The Day Before, previously Steam's second most-wishlisted game, has been relatively quiet since it was brought low by a trademark dispute from a calendar app called, well, TheDayBefore. The dispute saw its Steam page delisted, its YouTube videos taken down, and its developer, Fntastic, put out a series of strange and ill-judged comments that had fans wondering if the entire game's development was some kind of elaborate hoax.
But Fntastic co-founders Eduard and Aisen Gotovtsev have now shed a bit more light on what's going in during an interview with WellPlayed, where they addressed the ongoing trademark problems, the studio's use of volunteer labour, and dropped a new trailer that once again succeeded in conveying very little information at all.
Asked about the game's legal situation and the status of its Steam release, Fntastic (or one of its co-founders, but which one is unclear) said that it believes that «power is in the truth,» and that it was an «indisputable fact» that the studio was «the first to start using this name related to the video game». I suspect TheDayBefore (the calendar app) might have something to say about that, though, given its maker's insistence that it has, in fact, been using the name since the app was first distributed in 2010.
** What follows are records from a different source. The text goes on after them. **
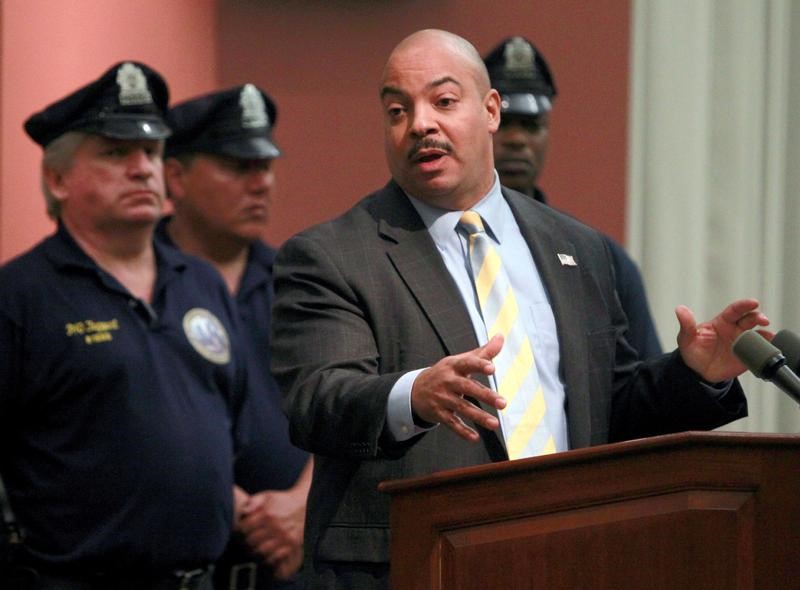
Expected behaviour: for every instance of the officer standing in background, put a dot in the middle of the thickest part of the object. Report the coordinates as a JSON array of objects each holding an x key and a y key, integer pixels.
[
  {"x": 519, "y": 72},
  {"x": 219, "y": 175},
  {"x": 121, "y": 376}
]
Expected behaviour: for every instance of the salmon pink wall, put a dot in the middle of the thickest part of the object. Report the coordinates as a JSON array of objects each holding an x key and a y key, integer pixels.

The Gotovtsevs aren't letting that get to them, though. They went on to reassure everyone that The Day Before's «Steam page will be reinstated soon». «We’ll be back at the top of the wishlists,» they asserted. I don't know about you, but I'm not exactly encouraged. Fntastic's public communications have always felt like the studio is operating on some kind of separate plane of reality, and this doesn't seem any different.